On the positive – puzzles did feel largely intuitive and their solutions were not so point n click obtuse that you’d have to try everything and hope for the best. It’s clear the team have years of experience with this and that translates across the environments. They are absolutely gorgeous and the way Firmament provides vistas to show you where you are in each realm really provides immersion and progress satisfaction. I did find myself just enjoying being in the world, no matter how non-interaction everything outside a few books or notes are. It felt dead but steeped in mystery and Cyan does that exceptionally well.

Here comes the big ‘but’. My playthrough of Firmament was riddled with bugs. To Cyan’s credit, many have been fixed but many still persist. Save states corrupt, the game soft and hard locks. The adjunct gets confused and stuck. Transitions between worlds sometimes get stuck and you have reload saves. I got stuck in environments. Music and voice acting didn’t trigger at all, causing me to miss entire chunks of plot. I felt like I had to wrestle Firmament to the ground to play it and that was not a nice experience. In the end I stopped playing. I have since gone back and each time a patch rolls out, the game is much improved. I just feel like a 3 month delay and some bug testing would have prevented such a rough launch.

The world building is excellent, showing lots of routes or ways to branch off to puzzle solve without hemming you in too much.

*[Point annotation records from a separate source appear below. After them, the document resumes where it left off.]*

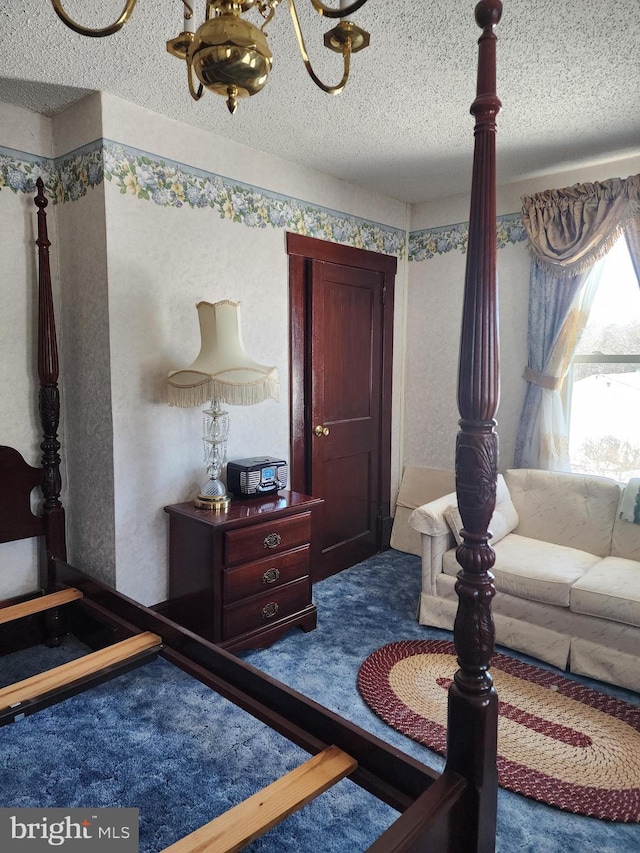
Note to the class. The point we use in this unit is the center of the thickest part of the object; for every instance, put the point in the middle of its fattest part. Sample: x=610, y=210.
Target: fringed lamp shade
x=222, y=373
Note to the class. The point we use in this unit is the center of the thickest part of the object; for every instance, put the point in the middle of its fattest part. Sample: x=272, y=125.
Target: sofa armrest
x=429, y=518
x=436, y=538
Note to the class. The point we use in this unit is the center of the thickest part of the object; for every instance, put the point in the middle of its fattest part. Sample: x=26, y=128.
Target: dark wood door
x=341, y=391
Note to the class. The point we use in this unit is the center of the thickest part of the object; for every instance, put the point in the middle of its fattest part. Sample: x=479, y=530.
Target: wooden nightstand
x=241, y=578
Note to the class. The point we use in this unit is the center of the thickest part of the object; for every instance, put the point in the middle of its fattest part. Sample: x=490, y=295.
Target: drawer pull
x=272, y=540
x=269, y=610
x=270, y=576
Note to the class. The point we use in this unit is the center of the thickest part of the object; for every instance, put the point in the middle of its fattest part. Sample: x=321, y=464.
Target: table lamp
x=222, y=373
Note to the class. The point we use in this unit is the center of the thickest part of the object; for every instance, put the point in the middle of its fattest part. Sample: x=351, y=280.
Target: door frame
x=302, y=250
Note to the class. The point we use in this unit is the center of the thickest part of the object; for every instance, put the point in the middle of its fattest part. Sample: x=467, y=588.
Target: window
x=604, y=380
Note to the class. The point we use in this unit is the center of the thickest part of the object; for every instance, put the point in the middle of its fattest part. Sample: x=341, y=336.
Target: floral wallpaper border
x=430, y=242
x=169, y=183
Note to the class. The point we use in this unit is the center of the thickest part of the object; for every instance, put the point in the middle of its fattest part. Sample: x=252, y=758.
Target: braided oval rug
x=558, y=741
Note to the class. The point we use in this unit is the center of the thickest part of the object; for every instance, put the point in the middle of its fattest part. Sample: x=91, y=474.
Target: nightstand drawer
x=262, y=540
x=263, y=575
x=262, y=610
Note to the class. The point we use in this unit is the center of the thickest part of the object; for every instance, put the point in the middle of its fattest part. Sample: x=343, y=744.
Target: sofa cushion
x=418, y=487
x=529, y=568
x=503, y=521
x=626, y=533
x=611, y=590
x=575, y=510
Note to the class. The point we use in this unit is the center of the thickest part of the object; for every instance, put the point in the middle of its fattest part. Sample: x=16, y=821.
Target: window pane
x=604, y=433
x=614, y=322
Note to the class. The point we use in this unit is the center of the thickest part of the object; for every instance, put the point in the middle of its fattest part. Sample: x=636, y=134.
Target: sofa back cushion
x=626, y=533
x=576, y=510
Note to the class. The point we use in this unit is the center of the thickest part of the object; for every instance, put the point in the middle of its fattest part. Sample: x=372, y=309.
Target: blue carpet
x=157, y=740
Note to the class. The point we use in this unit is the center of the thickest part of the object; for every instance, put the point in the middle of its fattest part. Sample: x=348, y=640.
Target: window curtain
x=569, y=231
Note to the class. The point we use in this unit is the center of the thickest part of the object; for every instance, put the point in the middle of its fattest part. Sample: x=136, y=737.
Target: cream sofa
x=567, y=572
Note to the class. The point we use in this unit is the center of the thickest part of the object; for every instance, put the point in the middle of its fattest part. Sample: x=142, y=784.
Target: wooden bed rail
x=389, y=774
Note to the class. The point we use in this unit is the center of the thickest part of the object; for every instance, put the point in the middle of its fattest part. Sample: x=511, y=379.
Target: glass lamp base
x=213, y=495
x=217, y=503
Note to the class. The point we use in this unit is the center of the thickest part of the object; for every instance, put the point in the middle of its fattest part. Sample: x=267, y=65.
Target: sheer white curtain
x=551, y=429
x=569, y=231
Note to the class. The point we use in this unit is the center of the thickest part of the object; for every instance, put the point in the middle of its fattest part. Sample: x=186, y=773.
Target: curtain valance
x=572, y=228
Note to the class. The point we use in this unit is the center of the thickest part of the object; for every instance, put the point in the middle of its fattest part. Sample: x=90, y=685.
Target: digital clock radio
x=260, y=475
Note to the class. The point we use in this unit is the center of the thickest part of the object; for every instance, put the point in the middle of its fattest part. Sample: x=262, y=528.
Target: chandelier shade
x=222, y=371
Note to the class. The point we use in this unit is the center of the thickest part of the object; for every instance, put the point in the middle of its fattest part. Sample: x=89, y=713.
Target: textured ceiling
x=568, y=78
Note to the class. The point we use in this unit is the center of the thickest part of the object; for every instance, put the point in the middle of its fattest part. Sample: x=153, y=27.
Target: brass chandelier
x=230, y=56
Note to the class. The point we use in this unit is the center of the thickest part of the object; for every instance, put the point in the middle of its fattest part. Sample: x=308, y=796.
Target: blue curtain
x=569, y=230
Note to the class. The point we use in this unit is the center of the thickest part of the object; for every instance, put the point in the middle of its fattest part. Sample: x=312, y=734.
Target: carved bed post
x=49, y=398
x=473, y=705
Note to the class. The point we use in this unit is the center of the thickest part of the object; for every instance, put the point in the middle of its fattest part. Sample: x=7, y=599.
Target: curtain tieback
x=544, y=380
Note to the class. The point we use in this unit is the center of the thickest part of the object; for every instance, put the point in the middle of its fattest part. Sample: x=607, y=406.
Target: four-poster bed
x=454, y=811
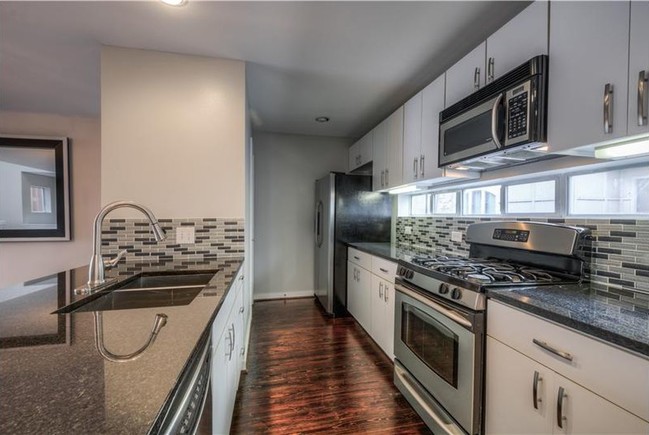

Ultimately, I’d recommend picking up Firmament if you are a puzzle-adventure gamer from September 2023 onwards. By then I’d imagine most bugs will be well and truly fixed. Whilst I enjoyed the world building and the fact the puzzles made you think without being silly, I must admit that I prefer Obduction. That felt more cohesive and certainly more polished on launch.

PC version tested and provided by publisher for review.

Firmament
Final Thoughts
A decent puzzle-adventure game that brings 90's styled first person brain scratchers but adds in very 2023 styled rush release bugs too. Pick it up in a few months time.
Positives
Excellent world building and atmosphere.
Puzzles feel satisfying and not too obtuse.
Story is a slow burn but will work for those who want a slowly unravelling mystery.
Desktop and VR available, although the VR is quite rudimentary.
Negatives
Absolutely riddled with bugs and issues that hamper your progress.
Having the same tool to solve every puzzle starts to make you wish for a change up and also a shorter animation sequence for it.